Nel suo ultimo libro “La parola ai giovani” lei accoglie le lettere che le hanno inviato i ragazzi. Da dove ricominciare per restituire loro una voce?
«È una domanda che mi fanno spesso, ma è una domanda che nasce dall’ottimismo proprio di una cultura cristiana. Il cristianesimo ha diviso il tempo in passato, presente e futuro stabilendo che il futuro sia sempre qualcosa di positivo, la redenzione, la speranza. Così il futuro nella mentalità occidentale porta sempre qualcosa di positivo. Ma non è vero. Siamo in un’epoca nichilista. Il filosofo Heidegger ricorda, parlando del nichilismo, “è inutile che lo mettiamo alla porta, già da tempo si aggira per la casa. Compito nostro è guardarlo bene in faccia”. Ecco. La gente vuole risposte, ma le risposte presuppongono domande ben poste e ponderate che corrispondano alla reale descrizione del mondo come è. Dobbiamo guardarlo per come è davvero, anzitutto, per pensare di capire cosa fare».

I genitori la contattano spesso per chiederle aiuto nel rapporto con i figli. Qual è il consiglio migliore che si sente di dare loro?

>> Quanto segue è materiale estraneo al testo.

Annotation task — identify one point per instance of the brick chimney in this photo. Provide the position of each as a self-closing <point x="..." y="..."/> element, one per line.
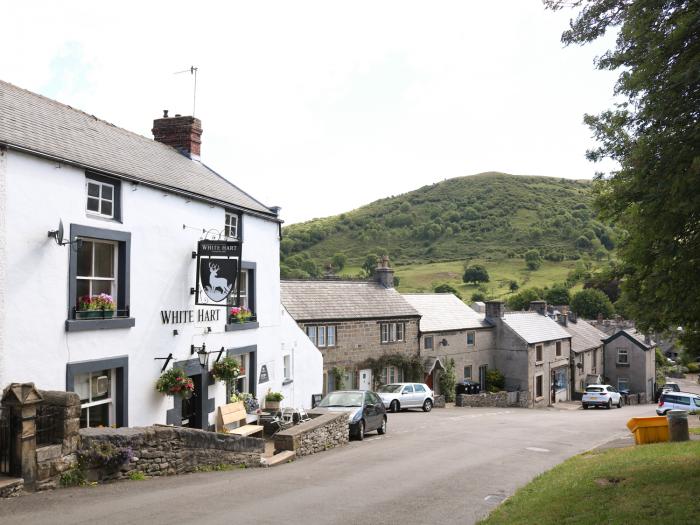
<point x="538" y="306"/>
<point x="182" y="133"/>
<point x="383" y="274"/>
<point x="495" y="309"/>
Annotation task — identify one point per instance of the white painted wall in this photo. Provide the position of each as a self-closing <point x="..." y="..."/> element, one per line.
<point x="36" y="345"/>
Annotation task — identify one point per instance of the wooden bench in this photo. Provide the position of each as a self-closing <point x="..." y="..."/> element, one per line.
<point x="235" y="414"/>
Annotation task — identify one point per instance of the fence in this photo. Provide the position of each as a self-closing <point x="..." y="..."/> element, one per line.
<point x="49" y="425"/>
<point x="8" y="422"/>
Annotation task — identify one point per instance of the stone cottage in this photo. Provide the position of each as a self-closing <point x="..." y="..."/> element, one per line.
<point x="366" y="331"/>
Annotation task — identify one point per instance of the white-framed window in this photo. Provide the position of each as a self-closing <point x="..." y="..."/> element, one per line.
<point x="391" y="332"/>
<point x="471" y="338"/>
<point x="96" y="391"/>
<point x="231" y="225"/>
<point x="622" y="356"/>
<point x="287" y="363"/>
<point x="100" y="198"/>
<point x="623" y="383"/>
<point x="96" y="268"/>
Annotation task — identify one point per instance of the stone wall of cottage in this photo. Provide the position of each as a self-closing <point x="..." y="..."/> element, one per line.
<point x="52" y="460"/>
<point x="358" y="340"/>
<point x="165" y="451"/>
<point x="321" y="433"/>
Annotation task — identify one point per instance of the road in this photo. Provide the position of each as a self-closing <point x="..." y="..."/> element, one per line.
<point x="452" y="465"/>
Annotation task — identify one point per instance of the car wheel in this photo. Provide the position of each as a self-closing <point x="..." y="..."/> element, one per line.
<point x="382" y="430"/>
<point x="361" y="431"/>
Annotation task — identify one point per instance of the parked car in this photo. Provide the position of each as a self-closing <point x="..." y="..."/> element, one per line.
<point x="365" y="410"/>
<point x="601" y="396"/>
<point x="678" y="401"/>
<point x="397" y="396"/>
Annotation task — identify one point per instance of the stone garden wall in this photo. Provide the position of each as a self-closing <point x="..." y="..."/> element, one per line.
<point x="54" y="459"/>
<point x="166" y="451"/>
<point x="494" y="400"/>
<point x="321" y="433"/>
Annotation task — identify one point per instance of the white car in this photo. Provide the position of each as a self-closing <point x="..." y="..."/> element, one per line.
<point x="397" y="396"/>
<point x="671" y="400"/>
<point x="601" y="396"/>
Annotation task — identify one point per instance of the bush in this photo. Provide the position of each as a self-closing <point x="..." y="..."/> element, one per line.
<point x="590" y="303"/>
<point x="495" y="380"/>
<point x="448" y="381"/>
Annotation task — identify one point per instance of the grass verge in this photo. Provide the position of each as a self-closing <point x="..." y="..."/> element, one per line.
<point x="656" y="483"/>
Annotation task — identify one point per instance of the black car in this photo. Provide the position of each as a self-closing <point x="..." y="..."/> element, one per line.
<point x="365" y="409"/>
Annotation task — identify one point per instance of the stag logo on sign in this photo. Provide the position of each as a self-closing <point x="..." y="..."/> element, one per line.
<point x="218" y="277"/>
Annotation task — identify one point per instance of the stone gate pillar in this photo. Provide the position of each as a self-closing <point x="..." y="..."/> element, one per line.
<point x="23" y="398"/>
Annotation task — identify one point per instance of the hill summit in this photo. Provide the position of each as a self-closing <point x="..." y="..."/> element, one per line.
<point x="488" y="216"/>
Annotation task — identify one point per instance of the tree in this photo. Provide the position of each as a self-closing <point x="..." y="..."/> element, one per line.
<point x="338" y="261"/>
<point x="590" y="303"/>
<point x="522" y="299"/>
<point x="370" y="264"/>
<point x="654" y="136"/>
<point x="475" y="274"/>
<point x="446" y="288"/>
<point x="557" y="294"/>
<point x="533" y="260"/>
<point x="447" y="381"/>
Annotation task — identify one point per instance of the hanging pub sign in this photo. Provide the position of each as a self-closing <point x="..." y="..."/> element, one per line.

«Ai genitori direi “senti, non chiedermi aiuto, perché se me lo chiedi hai già sbagliato. Con tuo figlio dovevi parlare dai 2 ai 12 anni, quello è il tempo per parlare con loro. Madri e padri non hanno mai parlato con i loro figli: i padri non lo fanno e le mamme si preoccupano soprattutto dei problemi fisici – “mangia”, “metti la maglia” dicono loro - ma non parlano mai in termini psicologici, non chiedono loro “sei felice?”. Se non parli coi figli non puoi pensare che dopo i 12 anni, tempo in cui si abbandona lo scenario parentale per quello sociale, si possa instaurare un dialogo o vengano loro da te a raccontarti qualcosa. Dopo è tardi, a quel punto funziona solo l’esempio e nemmeno questo da parte di molti genitori, è poi così buono. Prima molti genitori tengono una condotta silente e poi una condotta non sempre edificante, il connubio è devastante».

È una visione difficile da accettare. Che fare, quindi?
«Descrivere esattamente il mondo come è, al di là di vane speranze, non ci si può salvare con una descrizione ottimistica che non corrisponde minimamente alla realtà. È un mondo dove Dio è morto, quindi tutte le promesse di futuro, salvezza, progresso e riscatto sociale sono figure che non hanno un significato pesante. Partiamo da un fatto: la maggior potenza ideativa dell’essere umano è fra i 15 e i 30 anni: i grandi del passato hanno fatto le loro scoperte nei loro vent’anni. Che razza di società è quella che non usa il massimo della potenza ideativa dei giovani? Ingaggiamoli questi giovani, cominciamo da qua a ridare loro voce, ruolo e scopo».